When I started in Indonesia, about 10 per cent of the population had health insurance, with one of four different companies that existed back then. Today the figure is 90 per cent, and there’s only one big insurance company with a turnover of more than EUR 5.3 billion. What's more, it’s not some outside development organisation that’s paying the insurance premiums. People pay their own health insurance premiums, while the state pays the premiums for impoverished citizens. In that way, a self-sustaining system has been set up. Today, that would be comparable to showing a country, or better still a region, how to make vaccines for themselves – rather than just supplying them with vaccines.
How hard was it to implement that project?

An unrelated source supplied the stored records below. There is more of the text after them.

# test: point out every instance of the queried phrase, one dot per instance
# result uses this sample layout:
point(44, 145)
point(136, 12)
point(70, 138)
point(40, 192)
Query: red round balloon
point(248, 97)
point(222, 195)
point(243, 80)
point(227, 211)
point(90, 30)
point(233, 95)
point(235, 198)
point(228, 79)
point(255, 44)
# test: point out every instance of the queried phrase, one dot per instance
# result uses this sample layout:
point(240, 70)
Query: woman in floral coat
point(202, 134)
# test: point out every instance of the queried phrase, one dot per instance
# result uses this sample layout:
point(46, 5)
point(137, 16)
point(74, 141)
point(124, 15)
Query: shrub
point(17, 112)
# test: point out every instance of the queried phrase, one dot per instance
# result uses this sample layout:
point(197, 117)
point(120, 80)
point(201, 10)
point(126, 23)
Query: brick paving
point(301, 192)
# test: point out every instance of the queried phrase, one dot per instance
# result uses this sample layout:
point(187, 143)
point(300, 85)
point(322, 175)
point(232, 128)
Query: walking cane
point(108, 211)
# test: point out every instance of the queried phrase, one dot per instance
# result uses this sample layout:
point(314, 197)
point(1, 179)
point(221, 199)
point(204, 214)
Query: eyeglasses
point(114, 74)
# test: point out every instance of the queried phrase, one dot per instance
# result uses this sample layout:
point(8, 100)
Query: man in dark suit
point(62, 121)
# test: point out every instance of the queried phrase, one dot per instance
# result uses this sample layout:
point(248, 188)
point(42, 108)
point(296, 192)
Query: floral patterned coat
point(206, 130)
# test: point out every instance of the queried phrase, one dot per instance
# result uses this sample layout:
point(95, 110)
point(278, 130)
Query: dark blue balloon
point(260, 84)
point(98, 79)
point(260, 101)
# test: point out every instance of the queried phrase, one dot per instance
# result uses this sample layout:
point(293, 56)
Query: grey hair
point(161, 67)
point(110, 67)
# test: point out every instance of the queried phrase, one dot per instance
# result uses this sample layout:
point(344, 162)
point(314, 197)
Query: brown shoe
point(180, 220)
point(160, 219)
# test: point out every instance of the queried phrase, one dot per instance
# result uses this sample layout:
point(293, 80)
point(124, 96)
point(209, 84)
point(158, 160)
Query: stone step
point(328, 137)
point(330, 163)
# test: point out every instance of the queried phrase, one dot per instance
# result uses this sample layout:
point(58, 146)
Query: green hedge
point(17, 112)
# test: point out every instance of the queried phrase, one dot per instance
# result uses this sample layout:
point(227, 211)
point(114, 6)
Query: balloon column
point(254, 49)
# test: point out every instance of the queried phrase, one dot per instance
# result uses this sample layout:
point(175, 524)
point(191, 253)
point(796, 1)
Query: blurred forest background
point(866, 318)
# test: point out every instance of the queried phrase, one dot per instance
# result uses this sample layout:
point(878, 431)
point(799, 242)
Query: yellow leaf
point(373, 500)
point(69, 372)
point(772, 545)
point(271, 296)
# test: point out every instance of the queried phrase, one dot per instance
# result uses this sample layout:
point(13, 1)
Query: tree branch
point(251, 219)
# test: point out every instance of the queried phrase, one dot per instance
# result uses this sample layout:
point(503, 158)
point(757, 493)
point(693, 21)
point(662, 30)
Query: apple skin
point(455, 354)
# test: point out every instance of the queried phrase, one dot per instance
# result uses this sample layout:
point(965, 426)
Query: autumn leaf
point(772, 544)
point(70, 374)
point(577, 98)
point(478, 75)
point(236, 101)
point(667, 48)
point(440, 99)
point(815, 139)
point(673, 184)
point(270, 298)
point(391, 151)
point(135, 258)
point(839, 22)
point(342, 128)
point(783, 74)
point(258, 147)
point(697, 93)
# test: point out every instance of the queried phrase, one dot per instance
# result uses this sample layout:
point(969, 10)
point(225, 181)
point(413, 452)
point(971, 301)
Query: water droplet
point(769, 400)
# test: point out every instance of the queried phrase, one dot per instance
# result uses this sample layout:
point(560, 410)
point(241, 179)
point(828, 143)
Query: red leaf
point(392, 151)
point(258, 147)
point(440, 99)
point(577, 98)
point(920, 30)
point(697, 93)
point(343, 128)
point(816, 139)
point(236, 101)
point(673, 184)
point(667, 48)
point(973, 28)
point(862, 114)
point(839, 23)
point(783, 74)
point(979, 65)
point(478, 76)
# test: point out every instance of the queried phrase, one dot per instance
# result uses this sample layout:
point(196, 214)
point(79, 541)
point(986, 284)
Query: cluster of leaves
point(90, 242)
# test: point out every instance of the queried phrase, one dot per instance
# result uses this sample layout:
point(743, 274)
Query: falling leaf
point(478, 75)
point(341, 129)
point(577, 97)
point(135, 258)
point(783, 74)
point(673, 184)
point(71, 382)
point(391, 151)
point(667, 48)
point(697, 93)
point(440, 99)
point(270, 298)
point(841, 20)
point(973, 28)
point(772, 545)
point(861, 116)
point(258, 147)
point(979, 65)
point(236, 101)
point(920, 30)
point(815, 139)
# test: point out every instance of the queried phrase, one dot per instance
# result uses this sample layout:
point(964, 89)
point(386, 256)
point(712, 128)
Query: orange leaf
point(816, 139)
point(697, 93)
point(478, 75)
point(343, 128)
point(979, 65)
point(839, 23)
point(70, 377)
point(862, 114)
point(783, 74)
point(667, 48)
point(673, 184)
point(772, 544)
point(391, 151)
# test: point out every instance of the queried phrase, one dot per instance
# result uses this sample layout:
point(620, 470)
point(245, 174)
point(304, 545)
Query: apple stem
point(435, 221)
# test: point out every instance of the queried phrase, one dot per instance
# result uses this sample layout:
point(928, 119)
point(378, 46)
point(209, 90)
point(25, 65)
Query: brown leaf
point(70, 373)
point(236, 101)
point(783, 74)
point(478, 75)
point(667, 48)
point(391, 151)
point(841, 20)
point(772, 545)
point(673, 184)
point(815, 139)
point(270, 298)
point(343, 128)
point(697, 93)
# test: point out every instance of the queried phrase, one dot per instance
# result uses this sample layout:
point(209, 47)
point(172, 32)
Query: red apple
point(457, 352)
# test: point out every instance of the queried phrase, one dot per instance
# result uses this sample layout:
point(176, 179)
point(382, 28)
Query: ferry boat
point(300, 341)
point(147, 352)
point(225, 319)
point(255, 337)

You have to understand a country in order to see what changes are needed. At the same time, you have to find the people who can drive change and make it possible. They include policy experts, academics or administration experts, for example. You also have to coax people into wanting reform in the first place. It is very much a matter of sensitivity: where does a country stand? What does the government want and what steps do they still need to take? Just telling them what to do won’t work. It’s important to find the people I just mentioned, on the ground, and to give them professional support so that they can drive the reforms forward. That’s how it was in Indonesia.
Do you see any weaknesses in international cooperation today when it comes to global health?
Certain topics are fashionable. Mother-and-child health, for instance: in almost every country there are at least five organisations working on that. What’s often missing is coordination between the different organisations. I mean each organisation develops its own guideline, its own approach; there’s not much coordination – that stands in the way of the reforms that would make these very organisations redundant. We have always tried to work more closely with others. This leads, quite simply, to more independence and a greater sense of responsibility on the part of the partner organisations.
You said earlier that global health is about working together on equal terms. What can Germany learn from other countries?
Digitalisation is much more advanced in many developing countries than in Germany. In Cambodia, in March 2021 I was already given a digitally readable vaccination passport. Health data is recorded much more systematically in these countries – and not just for COVID-19.
Is that because of the strict data protection laws in Germany?
Data protection is not an obstacle to digitalisation; on the contrary, in the health sector digitalisation would actually be impossible without the protection of people’s privacy. In many countries there is still a lack of effective legislation. But when we work together as GIZ, of course we always expect to guarantee data security. Germany has effective laws, but it sometimes has difficulties finding solutions that can be implemented quickly. Incidentally, it doesn’t always have to be the case that one country is further ahead than the other. We can also learn from each other because we are asking ourselves the same questions.
Profile: Paul Rückert, 66, has a doctorate in medicine and is a graduate of the renowned Johns Hopkins University in Baltimore, USA. From 1994, he worked as a global health expert for the Deutsche Gesellschaft für Internationale Zusammenarbeit (GIZ) GmbH in Pakistan, Indonesia, Bangladesh, Nepal and Cambodia. It wasn’t his dream job at first, but then it took hold of him. And he stayed – until his retirement.